Child abuse is a very hot button, though. We love our children so much that the thought of them coming to any harm makes us fearful and angry. And as we all know, anger leads to hate, and hate leads to suffering. Love and hate get so confused that ordinary people form vigilante mobs and hunt down sex offenders, ready to lynch them. Is it any wonder, then, that they find themselves driven underground, where their hopes of rehabilitation and support are almost destroyed?

This is wrong. Yes, there is a danger that convicted criminals will re-offend. Yes, there is a danger from paedophiles stalking chat rooms on the Internet. But the media–and even the government, with their latest advertising campaigns–while trying to increase awareness of these dangers, are simultaneously feeding people’s fear. Little is being done to really promote understanding, and a measured response to a complex issue.

It is easy to sit back and say “Love thy neighbour” when the danger is remote, just as it is easy to react harshly when it strikes close to home. This week, someone stole pictures of Alex. While it is still possible that there is an innocent explanation–or at least an explanation that merely involves copyright theft–I cannot bring myself to truly believe that. I think we have had a first-hand brush with Internet paedophiles.

So what do I really feel about it all?

Right now, with the incident only involving photos, I just want it to stop. I don’t want to see the offender behind bars, nor do I want to see them rustled up for psychiatric treatment. I just want them to stop.

If a convicted sex offender moved into our neighbourhood upon release from prison, would I join up with a vigilante gang to hound him out of his home? No. Would I take extra care with Alex? Yes.

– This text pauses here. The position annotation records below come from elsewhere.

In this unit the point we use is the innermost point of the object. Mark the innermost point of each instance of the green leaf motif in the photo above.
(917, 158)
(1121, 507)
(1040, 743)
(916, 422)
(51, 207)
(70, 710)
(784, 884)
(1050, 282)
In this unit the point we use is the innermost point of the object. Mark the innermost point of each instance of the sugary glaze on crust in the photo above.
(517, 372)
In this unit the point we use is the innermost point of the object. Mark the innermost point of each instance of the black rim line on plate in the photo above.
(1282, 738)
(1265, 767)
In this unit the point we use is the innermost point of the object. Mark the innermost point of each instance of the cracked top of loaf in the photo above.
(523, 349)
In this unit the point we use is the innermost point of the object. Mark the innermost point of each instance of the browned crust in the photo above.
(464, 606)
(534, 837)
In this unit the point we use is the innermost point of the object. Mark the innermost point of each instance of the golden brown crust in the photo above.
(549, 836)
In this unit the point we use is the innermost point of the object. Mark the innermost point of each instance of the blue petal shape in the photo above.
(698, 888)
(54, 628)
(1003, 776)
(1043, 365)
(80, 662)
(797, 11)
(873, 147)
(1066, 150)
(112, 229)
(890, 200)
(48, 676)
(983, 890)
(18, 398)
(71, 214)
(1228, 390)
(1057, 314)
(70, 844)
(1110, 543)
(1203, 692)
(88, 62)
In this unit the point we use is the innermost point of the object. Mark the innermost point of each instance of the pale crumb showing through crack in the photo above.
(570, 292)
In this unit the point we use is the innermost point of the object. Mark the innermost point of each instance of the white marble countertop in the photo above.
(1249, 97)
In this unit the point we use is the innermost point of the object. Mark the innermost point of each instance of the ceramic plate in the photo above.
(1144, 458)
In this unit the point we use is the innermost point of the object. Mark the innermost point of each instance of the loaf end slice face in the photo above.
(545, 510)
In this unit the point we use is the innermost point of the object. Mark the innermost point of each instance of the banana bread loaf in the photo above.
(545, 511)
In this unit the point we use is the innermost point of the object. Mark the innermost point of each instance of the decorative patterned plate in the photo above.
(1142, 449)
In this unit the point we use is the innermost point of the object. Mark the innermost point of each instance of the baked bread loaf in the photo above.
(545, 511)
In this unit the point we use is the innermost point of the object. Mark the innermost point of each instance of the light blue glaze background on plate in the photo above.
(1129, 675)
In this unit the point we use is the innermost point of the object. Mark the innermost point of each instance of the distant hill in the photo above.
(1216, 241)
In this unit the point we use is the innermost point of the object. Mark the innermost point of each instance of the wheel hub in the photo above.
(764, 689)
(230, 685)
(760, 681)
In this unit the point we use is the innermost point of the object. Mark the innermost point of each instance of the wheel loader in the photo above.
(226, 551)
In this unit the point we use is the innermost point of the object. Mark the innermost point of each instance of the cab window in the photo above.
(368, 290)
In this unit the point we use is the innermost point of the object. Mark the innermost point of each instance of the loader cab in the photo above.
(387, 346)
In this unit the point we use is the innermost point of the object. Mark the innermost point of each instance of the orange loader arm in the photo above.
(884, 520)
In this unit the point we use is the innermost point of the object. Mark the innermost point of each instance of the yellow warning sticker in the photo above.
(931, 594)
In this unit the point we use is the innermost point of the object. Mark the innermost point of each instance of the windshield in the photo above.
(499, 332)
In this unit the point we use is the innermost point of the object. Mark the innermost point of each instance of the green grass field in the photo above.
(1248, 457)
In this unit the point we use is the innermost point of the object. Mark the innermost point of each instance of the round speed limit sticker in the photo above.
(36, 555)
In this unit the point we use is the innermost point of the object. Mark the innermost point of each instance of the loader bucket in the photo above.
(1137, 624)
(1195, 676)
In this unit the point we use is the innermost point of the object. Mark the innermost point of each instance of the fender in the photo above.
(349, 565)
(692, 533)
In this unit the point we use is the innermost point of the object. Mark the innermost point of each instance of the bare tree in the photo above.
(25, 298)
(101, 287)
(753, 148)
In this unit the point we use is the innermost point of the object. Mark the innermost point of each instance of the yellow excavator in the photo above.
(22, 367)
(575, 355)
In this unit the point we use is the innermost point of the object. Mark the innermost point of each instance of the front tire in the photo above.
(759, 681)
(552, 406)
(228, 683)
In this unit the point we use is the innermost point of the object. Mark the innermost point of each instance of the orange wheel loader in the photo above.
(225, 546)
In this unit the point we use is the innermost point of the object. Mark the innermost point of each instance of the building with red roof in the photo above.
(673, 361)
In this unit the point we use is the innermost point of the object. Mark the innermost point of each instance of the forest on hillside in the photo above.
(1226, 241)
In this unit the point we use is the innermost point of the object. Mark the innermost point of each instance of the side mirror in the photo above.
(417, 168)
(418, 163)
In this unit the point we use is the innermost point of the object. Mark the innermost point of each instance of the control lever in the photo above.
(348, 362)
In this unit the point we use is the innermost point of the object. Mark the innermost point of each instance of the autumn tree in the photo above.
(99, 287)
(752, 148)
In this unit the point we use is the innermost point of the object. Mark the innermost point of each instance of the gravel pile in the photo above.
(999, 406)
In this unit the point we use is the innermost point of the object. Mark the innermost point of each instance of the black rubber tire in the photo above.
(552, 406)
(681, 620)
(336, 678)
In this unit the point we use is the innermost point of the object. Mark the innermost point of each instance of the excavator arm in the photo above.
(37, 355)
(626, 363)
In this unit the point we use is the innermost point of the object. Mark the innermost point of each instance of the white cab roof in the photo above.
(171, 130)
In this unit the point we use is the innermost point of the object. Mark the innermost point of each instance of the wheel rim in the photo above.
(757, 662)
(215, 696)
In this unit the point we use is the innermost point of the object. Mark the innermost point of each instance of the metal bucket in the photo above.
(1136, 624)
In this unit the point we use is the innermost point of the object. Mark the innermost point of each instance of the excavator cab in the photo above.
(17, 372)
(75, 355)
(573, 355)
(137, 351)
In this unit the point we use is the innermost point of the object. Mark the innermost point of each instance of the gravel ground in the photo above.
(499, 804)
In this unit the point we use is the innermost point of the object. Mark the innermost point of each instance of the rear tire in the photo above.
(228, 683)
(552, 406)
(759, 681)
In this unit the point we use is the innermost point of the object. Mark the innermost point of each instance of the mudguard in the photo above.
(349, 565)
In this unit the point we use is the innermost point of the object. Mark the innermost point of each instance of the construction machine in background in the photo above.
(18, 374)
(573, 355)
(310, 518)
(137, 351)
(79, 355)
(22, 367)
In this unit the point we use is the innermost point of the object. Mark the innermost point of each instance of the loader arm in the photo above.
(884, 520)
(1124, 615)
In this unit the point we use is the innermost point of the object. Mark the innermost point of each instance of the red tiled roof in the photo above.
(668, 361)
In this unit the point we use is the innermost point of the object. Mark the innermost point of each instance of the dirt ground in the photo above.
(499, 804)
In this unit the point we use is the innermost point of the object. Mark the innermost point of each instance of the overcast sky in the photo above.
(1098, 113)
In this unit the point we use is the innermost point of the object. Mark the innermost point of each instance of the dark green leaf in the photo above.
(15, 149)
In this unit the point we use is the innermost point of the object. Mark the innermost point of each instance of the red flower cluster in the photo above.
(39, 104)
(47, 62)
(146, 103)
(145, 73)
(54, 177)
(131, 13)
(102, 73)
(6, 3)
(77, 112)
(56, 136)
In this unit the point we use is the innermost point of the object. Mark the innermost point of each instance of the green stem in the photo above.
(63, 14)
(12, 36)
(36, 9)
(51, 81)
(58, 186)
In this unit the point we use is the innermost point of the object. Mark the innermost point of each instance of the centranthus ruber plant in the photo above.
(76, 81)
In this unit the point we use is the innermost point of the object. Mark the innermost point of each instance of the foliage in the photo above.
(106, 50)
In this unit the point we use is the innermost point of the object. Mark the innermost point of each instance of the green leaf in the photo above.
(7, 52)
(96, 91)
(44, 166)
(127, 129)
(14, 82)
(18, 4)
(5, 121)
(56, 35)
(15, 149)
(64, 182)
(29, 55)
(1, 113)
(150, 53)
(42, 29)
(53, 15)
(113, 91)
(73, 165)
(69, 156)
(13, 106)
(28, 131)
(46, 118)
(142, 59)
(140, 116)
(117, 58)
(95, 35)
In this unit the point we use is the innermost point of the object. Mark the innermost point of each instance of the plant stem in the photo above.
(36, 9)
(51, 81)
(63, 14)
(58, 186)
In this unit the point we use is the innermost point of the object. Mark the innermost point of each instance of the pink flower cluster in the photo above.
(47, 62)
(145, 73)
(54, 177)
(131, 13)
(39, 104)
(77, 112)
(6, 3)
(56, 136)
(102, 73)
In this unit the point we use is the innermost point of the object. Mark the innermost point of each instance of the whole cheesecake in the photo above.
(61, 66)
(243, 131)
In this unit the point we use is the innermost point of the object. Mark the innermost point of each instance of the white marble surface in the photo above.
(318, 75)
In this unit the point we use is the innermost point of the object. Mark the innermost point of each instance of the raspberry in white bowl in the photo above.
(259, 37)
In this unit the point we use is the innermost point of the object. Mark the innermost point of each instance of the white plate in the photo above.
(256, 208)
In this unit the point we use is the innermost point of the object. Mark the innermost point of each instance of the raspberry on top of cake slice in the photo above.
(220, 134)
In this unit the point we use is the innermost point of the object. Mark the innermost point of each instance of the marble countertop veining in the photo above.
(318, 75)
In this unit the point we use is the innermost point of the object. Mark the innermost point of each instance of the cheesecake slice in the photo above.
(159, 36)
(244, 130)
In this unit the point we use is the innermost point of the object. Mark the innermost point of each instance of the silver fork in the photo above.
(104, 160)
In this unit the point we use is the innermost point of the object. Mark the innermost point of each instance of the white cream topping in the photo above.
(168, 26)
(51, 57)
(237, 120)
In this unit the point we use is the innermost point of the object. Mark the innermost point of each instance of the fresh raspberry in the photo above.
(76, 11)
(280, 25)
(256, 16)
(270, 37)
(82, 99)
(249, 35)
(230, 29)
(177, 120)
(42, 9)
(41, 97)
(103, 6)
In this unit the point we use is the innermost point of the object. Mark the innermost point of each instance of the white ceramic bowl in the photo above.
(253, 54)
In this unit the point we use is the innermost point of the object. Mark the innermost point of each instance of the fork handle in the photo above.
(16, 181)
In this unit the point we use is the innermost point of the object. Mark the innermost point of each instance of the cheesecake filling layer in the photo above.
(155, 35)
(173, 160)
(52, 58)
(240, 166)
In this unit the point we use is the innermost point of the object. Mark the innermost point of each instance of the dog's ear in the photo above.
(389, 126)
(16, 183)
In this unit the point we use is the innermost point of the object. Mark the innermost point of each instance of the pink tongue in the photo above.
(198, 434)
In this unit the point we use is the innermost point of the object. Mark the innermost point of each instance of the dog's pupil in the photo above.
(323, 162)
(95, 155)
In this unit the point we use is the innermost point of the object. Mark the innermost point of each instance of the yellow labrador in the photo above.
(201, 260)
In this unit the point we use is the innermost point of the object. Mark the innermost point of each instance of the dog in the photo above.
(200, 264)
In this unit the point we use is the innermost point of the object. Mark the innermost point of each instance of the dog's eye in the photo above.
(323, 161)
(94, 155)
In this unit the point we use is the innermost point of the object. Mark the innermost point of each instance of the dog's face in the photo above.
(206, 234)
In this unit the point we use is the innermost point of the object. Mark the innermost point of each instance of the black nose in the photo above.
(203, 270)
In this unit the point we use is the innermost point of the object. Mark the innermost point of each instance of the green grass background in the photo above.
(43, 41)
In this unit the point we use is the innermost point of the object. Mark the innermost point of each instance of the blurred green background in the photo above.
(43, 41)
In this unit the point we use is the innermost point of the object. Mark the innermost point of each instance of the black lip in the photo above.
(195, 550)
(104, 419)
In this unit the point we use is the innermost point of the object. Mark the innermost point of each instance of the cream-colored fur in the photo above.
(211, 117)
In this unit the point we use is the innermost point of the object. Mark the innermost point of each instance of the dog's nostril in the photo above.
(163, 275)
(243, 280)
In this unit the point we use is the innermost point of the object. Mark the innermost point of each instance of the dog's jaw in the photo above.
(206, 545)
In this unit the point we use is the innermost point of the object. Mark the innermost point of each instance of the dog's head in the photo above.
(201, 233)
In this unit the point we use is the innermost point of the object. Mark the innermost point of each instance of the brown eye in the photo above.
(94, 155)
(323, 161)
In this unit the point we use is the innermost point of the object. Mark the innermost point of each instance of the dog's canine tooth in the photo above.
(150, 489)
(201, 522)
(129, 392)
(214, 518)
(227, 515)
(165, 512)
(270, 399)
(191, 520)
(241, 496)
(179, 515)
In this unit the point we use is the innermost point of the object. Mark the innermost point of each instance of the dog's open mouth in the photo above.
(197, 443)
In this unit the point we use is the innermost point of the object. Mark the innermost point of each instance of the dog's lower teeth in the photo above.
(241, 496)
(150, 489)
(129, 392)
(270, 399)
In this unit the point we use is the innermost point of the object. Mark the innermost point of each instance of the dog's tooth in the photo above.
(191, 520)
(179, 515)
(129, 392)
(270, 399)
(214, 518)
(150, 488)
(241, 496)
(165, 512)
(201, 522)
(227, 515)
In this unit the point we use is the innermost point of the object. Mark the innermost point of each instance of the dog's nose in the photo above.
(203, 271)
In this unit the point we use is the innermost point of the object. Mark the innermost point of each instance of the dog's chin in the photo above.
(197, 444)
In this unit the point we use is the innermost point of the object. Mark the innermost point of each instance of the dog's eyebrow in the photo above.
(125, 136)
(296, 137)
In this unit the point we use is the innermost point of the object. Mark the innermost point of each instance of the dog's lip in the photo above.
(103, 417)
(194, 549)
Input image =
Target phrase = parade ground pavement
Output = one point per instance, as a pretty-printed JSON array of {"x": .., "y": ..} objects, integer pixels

But if someone ever actually harmed Alex, I would devote my entire life to hunting them down. I’d like to say that I would just want them to be punished to the full extent of the law. But I don’t know that for sure. I don’t know myself well enough to know what I would really do.

I hope I never find myself in that situation.

If I haven’t already bored you to tears with my thoughts on these matters, I would like to point out an article in the New Yorker by author and lawyer Scott Turow. In it, he describes his experiences while serving on a commission to investigate reforms to Illinois’ system of capital punishment:

“Governor Ryan’s commission didn’t spend much time on philosophical debates, but those who favored capital punishment tended to make one argument again and again: sometimes a crime is so horrible that killing its perpetrator is the only just response. I’ve always thought death-penalty proponents have a point when they say that it denigrates the profound indignity of murder to punish it in the same fashion as other crimes. These days, you can get life in California for your third felony, even if it’s swiping a few videotapes from a Kmart. Does it vindicate our shared values if the most immoral act imaginable, the unjustified killing of another human being, is treated the same way? The issue is not revenge or retribution, exactly, so much as moral order. When everything is said and done, I suspect that this notion of moral proportion–ultimate punishment for ultimate evil–is the reason most Americans continue to support capital punishment.”

In our society, child abuse is right up there with murder in terms of the moral order. Completely different, but both repugnant and highly emotive.